Chriscole: The Idol Theatre is a horror FPS influenced by Spanish folklore
Blog Andrew Joseph 25 Jun , 2025 0

CRISOL: The Idol Theatre aims to blend Bioshock with Resident Evil gameplay, a horror FPS influenced by classical Spanish folklore. I climbed past abandoned streets, popped up zombie-like enemies with guns, used my blood to make bullets, hid in abandoned stores, looking for reliable types of staple bolt knives, and avoiding powerful enemies along the way.
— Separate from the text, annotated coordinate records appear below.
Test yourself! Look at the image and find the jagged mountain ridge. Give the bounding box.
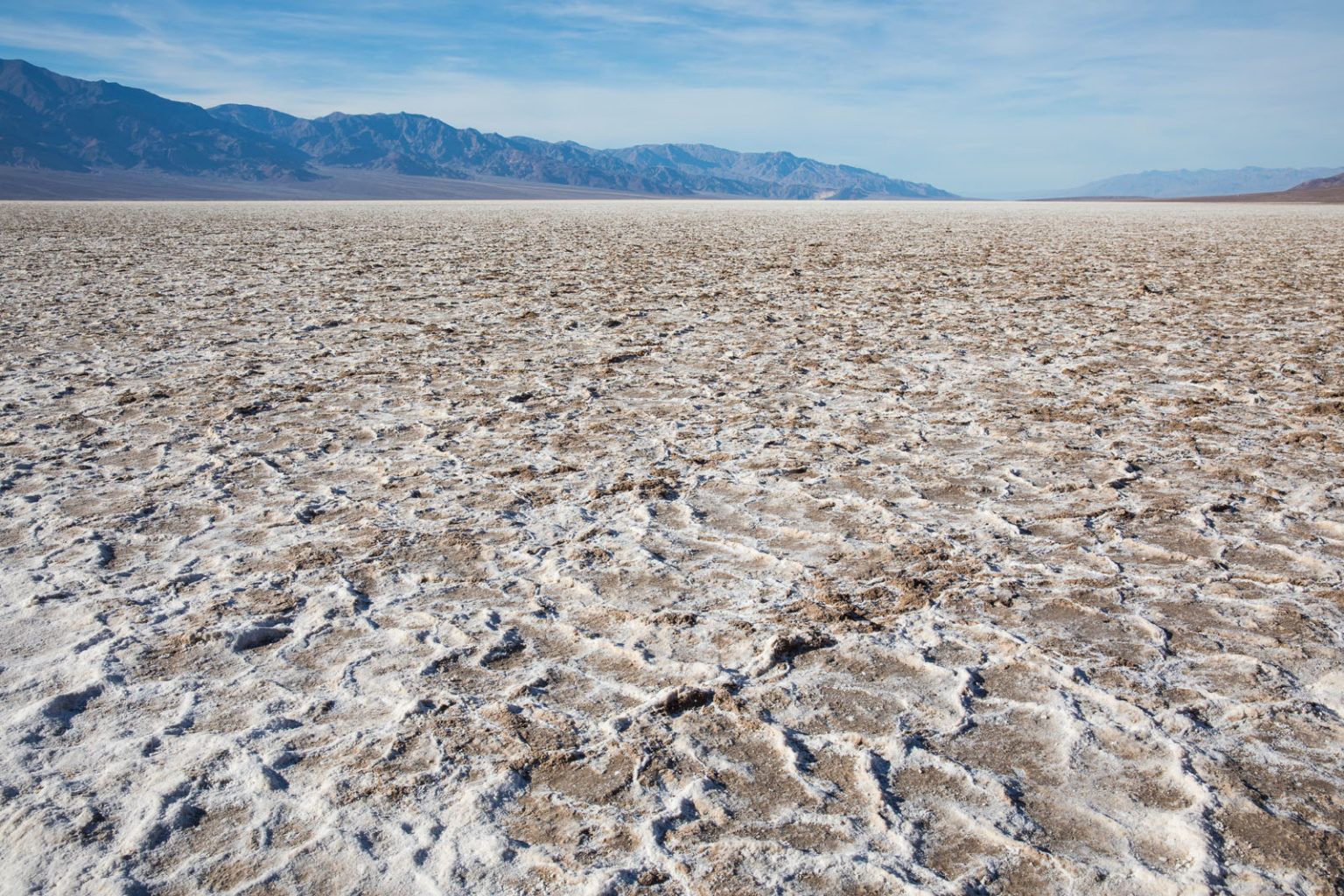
[210,105,951,199]
[0,60,314,180]
[0,60,951,199]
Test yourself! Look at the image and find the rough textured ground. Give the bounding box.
[0,203,1344,896]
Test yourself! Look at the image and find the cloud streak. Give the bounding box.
[0,0,1344,195]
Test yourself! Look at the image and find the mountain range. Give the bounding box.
[1033,165,1344,199]
[0,60,955,199]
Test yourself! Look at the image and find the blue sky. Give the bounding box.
[0,0,1344,196]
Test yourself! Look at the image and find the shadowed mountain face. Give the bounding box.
[0,60,314,180]
[210,105,951,199]
[0,60,951,199]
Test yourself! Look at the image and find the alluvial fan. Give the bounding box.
[0,203,1344,896]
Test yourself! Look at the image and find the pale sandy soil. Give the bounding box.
[0,203,1344,896]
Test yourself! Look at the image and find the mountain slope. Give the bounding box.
[0,60,314,178]
[1041,165,1344,199]
[607,144,951,199]
[0,60,951,199]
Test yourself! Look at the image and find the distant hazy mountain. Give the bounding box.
[1039,166,1344,199]
[0,60,313,180]
[606,144,951,199]
[210,105,951,199]
[0,60,951,199]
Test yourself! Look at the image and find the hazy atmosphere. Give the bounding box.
[0,0,1344,896]
[0,0,1344,196]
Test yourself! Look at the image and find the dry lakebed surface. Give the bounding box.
[0,201,1344,896]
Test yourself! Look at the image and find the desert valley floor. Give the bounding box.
[0,201,1344,896]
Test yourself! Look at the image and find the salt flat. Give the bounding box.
[0,203,1344,894]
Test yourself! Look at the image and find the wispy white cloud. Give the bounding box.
[0,0,1344,192]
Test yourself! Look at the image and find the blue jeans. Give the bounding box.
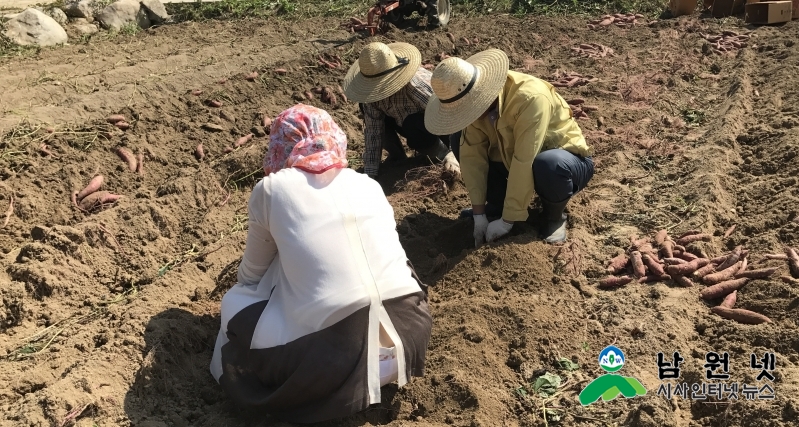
[450,132,594,207]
While Crisol showed more of it during my hands-on demonstration, making it unwavering with the genre’s stamina, its weapon design and unique aesthetics especially made me interested in seeing more.
Exploring a terrible, reimagined Spain called Hispanic, Crier’s world and character design shocked me, especially the gun. Here, your blood is your health and Your ammunition, so reloading each gun will trigger a spinal sting reaction, such as when your pistol bristles with a small needle handle, draw blood from your hands, or when the needle sticks out of the bottom of the double-tube shotgun barrel, waiting for the trade to survive health.
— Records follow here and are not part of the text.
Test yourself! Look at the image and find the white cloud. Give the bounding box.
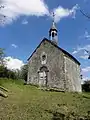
[0,0,79,25]
[0,0,49,24]
[11,44,18,48]
[82,66,90,73]
[79,30,90,40]
[5,56,24,70]
[54,4,79,22]
[22,20,28,25]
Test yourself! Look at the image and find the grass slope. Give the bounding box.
[0,79,90,120]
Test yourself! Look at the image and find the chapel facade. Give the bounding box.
[27,15,82,92]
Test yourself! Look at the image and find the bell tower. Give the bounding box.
[49,13,58,44]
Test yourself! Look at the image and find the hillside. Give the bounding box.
[0,79,90,120]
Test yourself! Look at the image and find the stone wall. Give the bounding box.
[64,56,81,92]
[27,41,65,90]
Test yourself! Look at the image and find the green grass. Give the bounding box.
[0,79,90,120]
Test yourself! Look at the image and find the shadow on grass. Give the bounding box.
[45,110,90,120]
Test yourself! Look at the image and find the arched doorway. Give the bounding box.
[38,66,49,86]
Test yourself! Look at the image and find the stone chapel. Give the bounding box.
[27,13,81,92]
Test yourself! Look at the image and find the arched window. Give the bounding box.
[41,52,47,65]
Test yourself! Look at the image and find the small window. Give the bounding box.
[41,52,47,64]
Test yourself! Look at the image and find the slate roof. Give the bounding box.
[27,38,80,65]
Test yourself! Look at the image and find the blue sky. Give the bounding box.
[0,0,90,79]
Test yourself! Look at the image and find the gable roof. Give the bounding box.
[27,38,80,65]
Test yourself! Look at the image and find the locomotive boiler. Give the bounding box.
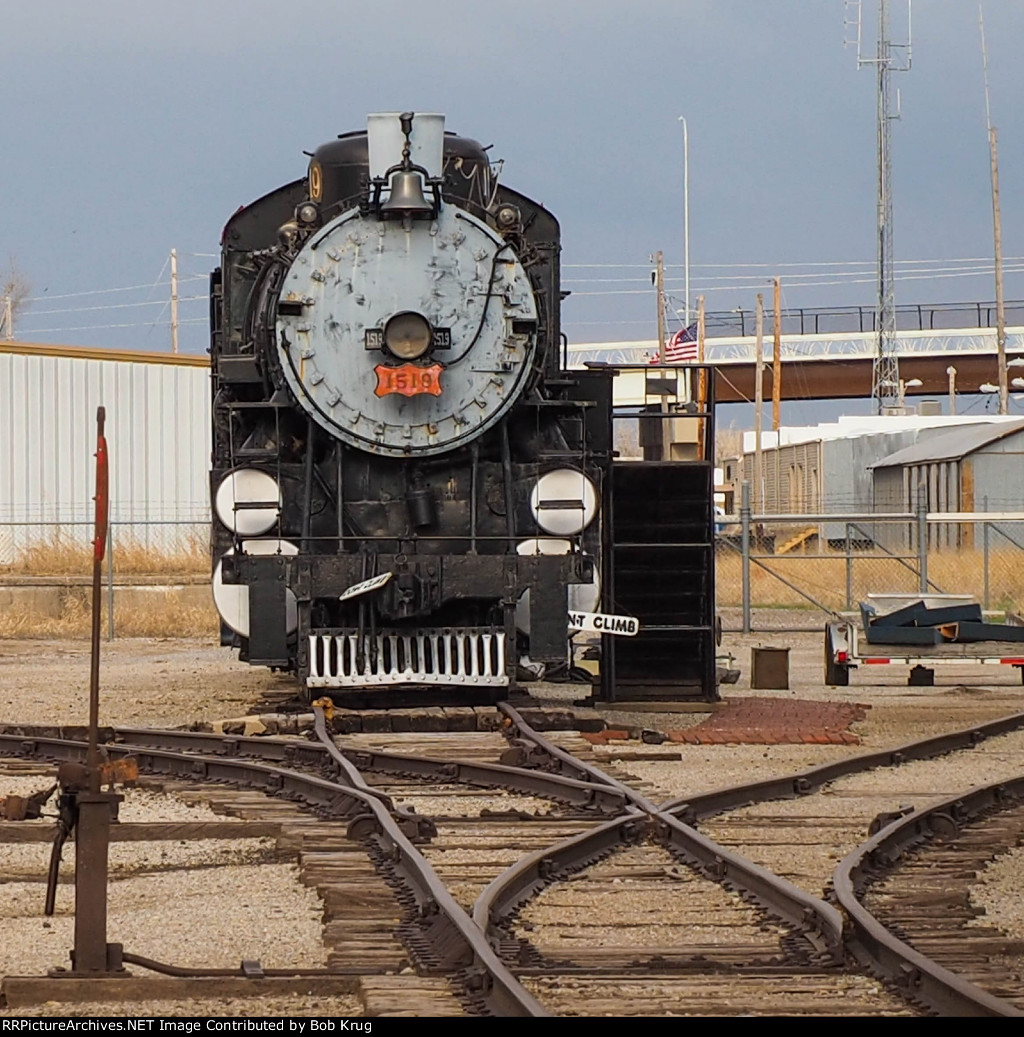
[211,112,611,705]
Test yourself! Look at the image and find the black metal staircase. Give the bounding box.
[601,371,718,701]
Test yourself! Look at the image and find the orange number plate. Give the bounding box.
[373,364,441,396]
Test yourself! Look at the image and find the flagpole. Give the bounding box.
[679,115,690,328]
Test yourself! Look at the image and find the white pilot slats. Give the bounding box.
[306,627,508,688]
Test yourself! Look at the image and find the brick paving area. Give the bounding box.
[583,696,870,746]
[667,696,870,746]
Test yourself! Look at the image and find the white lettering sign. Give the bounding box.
[569,612,640,638]
[338,572,394,601]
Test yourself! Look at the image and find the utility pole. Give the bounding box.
[688,296,715,466]
[754,291,765,514]
[652,252,665,364]
[171,249,177,353]
[977,4,1009,414]
[772,277,782,431]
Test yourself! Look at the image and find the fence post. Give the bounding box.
[981,494,989,609]
[740,479,750,634]
[847,523,853,612]
[107,523,114,641]
[917,481,928,594]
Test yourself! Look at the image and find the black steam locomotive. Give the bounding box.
[204,112,611,705]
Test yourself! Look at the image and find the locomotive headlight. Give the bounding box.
[384,312,433,360]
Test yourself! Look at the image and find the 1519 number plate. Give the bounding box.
[373,364,441,396]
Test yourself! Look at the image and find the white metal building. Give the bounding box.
[0,342,211,563]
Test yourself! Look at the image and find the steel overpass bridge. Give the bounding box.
[568,302,1024,403]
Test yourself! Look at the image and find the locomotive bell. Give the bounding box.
[381,169,434,216]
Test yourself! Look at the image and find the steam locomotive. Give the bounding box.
[204,112,612,705]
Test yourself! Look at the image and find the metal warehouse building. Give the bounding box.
[0,342,211,563]
[871,418,1024,548]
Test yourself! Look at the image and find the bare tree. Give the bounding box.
[0,256,32,338]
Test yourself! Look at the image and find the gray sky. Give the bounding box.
[0,0,1024,353]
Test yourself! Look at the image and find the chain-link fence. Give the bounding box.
[0,514,210,640]
[716,489,1024,633]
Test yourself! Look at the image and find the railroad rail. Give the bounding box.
[0,704,1024,1015]
[833,775,1024,1017]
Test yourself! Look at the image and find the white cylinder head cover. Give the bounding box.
[516,536,601,636]
[213,540,299,638]
[214,468,281,536]
[530,468,598,536]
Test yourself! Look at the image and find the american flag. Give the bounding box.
[651,321,697,364]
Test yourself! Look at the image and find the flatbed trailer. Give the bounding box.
[825,620,1024,686]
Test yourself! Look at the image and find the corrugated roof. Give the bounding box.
[868,418,1024,469]
[0,339,210,367]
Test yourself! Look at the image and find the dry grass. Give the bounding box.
[0,532,210,579]
[715,550,1024,612]
[0,588,220,640]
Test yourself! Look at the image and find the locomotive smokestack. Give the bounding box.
[366,112,444,217]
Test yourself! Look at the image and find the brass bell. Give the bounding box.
[381,169,434,216]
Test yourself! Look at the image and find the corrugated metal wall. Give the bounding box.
[0,352,211,558]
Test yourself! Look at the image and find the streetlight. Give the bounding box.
[679,115,690,328]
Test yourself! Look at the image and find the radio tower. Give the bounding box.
[847,0,911,414]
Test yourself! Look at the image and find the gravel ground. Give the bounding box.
[0,633,1024,1015]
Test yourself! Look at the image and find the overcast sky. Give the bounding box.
[0,0,1024,365]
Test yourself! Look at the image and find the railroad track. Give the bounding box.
[0,707,1019,1014]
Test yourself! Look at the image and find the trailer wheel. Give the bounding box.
[825,629,850,688]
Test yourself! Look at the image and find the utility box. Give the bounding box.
[750,648,790,691]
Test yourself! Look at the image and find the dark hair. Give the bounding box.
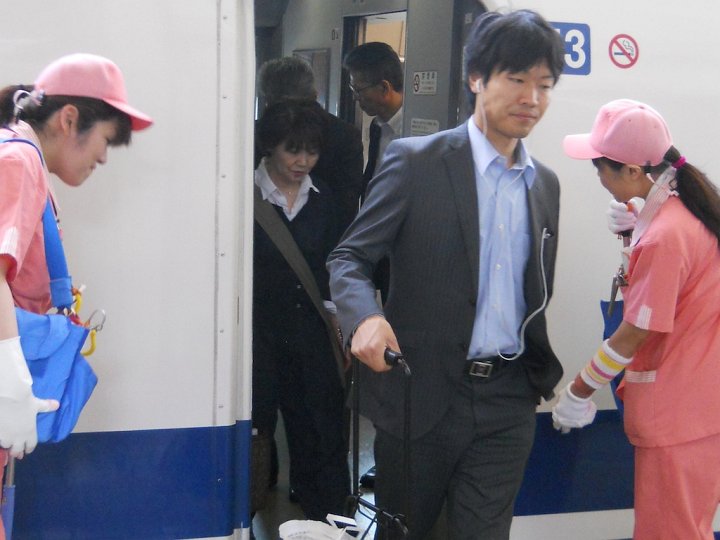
[592,146,720,242]
[0,84,132,146]
[258,56,317,105]
[463,9,565,107]
[343,41,403,92]
[255,100,326,156]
This push forces you to be reluctant to follow both to prevent yourself from wasting and getting stuck. You can pick up a healing syringe to help recover ammo, but Crisol also encourages you to drain blood from dead bystanders, killed by your mysterious enemies to heal and reload.
The gun design itself is cool. They have gold-plated red accents, adding gothic colors, but have no conflict with the environment I saw in the short demo. On the other hand, the environment has little to no character of them. While the trailer promises some cool-looking suits, the dark Hispanic streets I wandered around didn’t go too far off the norm. This is surprising considering how the enemy and guns are designed.
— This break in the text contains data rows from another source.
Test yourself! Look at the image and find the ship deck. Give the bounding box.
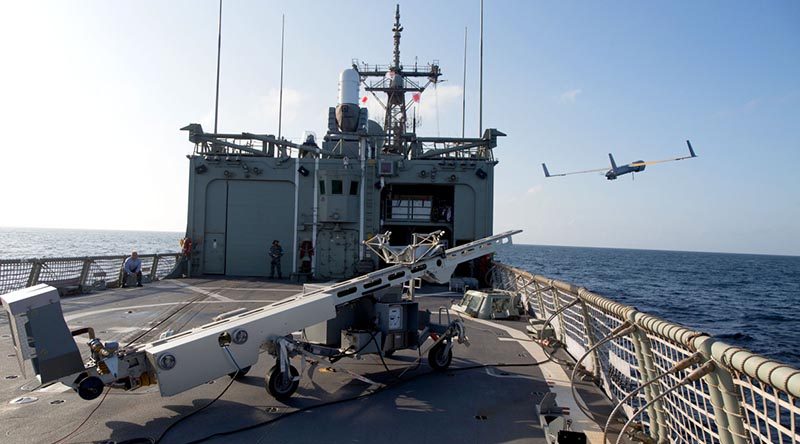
[0,278,610,444]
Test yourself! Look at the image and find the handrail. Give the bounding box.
[0,253,181,294]
[492,263,800,444]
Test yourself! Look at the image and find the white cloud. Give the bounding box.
[527,185,543,196]
[560,88,583,103]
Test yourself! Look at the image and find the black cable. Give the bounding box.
[53,387,111,444]
[125,295,208,347]
[180,359,551,444]
[328,330,381,364]
[154,346,242,444]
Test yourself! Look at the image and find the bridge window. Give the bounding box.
[331,180,342,194]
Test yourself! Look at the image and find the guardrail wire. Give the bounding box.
[0,253,181,294]
[492,264,800,444]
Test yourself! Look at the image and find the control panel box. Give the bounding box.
[375,301,419,351]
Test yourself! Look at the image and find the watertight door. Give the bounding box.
[202,180,228,274]
[225,180,294,277]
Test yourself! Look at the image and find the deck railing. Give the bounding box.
[492,264,800,444]
[0,253,180,294]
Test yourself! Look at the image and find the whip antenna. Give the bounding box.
[478,0,483,137]
[214,0,222,134]
[461,26,467,139]
[278,14,286,139]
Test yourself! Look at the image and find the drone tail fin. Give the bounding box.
[686,140,697,157]
[608,153,617,170]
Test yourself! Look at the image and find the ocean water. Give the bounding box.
[0,227,183,259]
[497,245,800,368]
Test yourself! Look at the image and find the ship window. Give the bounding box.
[331,180,342,194]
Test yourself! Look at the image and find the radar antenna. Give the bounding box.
[353,5,442,156]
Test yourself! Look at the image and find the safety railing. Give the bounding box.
[0,253,180,294]
[492,264,800,444]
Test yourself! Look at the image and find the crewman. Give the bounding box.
[269,239,283,279]
[120,251,142,288]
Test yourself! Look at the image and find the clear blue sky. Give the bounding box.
[0,0,800,255]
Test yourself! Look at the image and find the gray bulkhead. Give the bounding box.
[187,149,494,278]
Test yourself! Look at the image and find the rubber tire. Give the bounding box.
[428,342,453,372]
[228,365,250,379]
[267,365,300,401]
[77,376,105,401]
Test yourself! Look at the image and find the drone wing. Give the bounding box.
[542,164,608,177]
[630,140,697,167]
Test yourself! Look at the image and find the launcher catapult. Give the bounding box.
[1,231,520,400]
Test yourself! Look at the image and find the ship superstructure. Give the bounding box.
[183,7,504,278]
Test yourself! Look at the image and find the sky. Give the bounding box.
[0,0,800,255]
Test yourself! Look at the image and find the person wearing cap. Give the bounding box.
[120,251,142,288]
[269,240,283,279]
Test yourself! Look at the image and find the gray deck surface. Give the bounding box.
[0,279,608,444]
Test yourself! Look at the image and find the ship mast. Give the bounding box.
[353,5,442,156]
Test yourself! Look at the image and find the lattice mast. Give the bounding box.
[353,5,442,154]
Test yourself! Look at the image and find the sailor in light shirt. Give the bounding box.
[121,251,142,288]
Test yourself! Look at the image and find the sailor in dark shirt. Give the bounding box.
[269,240,283,279]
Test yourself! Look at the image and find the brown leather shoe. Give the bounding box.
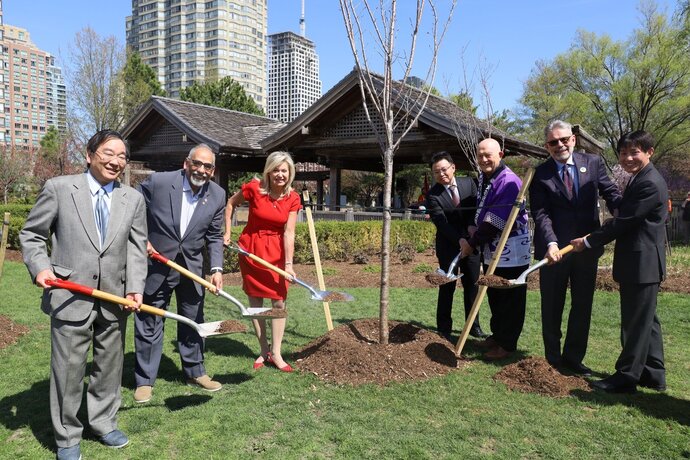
[187,375,223,391]
[134,385,153,403]
[482,345,513,361]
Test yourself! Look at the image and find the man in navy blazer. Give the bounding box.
[529,120,621,375]
[134,144,226,403]
[572,131,668,393]
[426,152,487,342]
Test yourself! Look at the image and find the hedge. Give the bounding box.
[224,220,436,272]
[0,203,33,249]
[0,204,436,272]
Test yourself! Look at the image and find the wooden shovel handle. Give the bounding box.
[46,279,165,316]
[149,252,216,293]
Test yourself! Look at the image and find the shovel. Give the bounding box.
[477,244,573,289]
[46,279,246,337]
[425,253,463,286]
[149,252,271,318]
[225,244,355,302]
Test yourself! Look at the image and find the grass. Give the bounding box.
[0,255,690,460]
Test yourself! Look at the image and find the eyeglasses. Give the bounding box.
[431,165,454,176]
[95,150,129,163]
[187,158,216,171]
[546,134,573,147]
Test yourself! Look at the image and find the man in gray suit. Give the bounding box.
[19,130,146,459]
[134,144,226,403]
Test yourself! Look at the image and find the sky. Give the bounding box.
[2,0,677,115]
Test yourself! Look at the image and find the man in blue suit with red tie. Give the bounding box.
[529,120,621,376]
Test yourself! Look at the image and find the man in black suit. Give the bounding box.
[571,131,668,393]
[426,152,487,342]
[529,120,621,375]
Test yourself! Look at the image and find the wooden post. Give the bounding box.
[455,168,534,358]
[302,190,333,331]
[0,212,10,276]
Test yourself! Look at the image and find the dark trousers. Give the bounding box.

Crisol will not waste any time putting you into practice. Within seconds of picking up the controller, tilt, puppet-like enemies stumbled at me. The low light reveals disturbing details in their approaching masked faces, eventually breaking down under my gunshots. Every enemy I encountered (or at least every enemy I could kill) responded based on which part of the body I was shooting; when I fell down, I crawled without a head and popped up my head. Both bloody guns I've tried have an older feel to them, more like the charm of the original creature Hawk than the strong cracks of the gun found in most modern shooting games, although Crisol's trailer (and weapon wheel) promises a diverse weapon of seemingly diverse savage shooters.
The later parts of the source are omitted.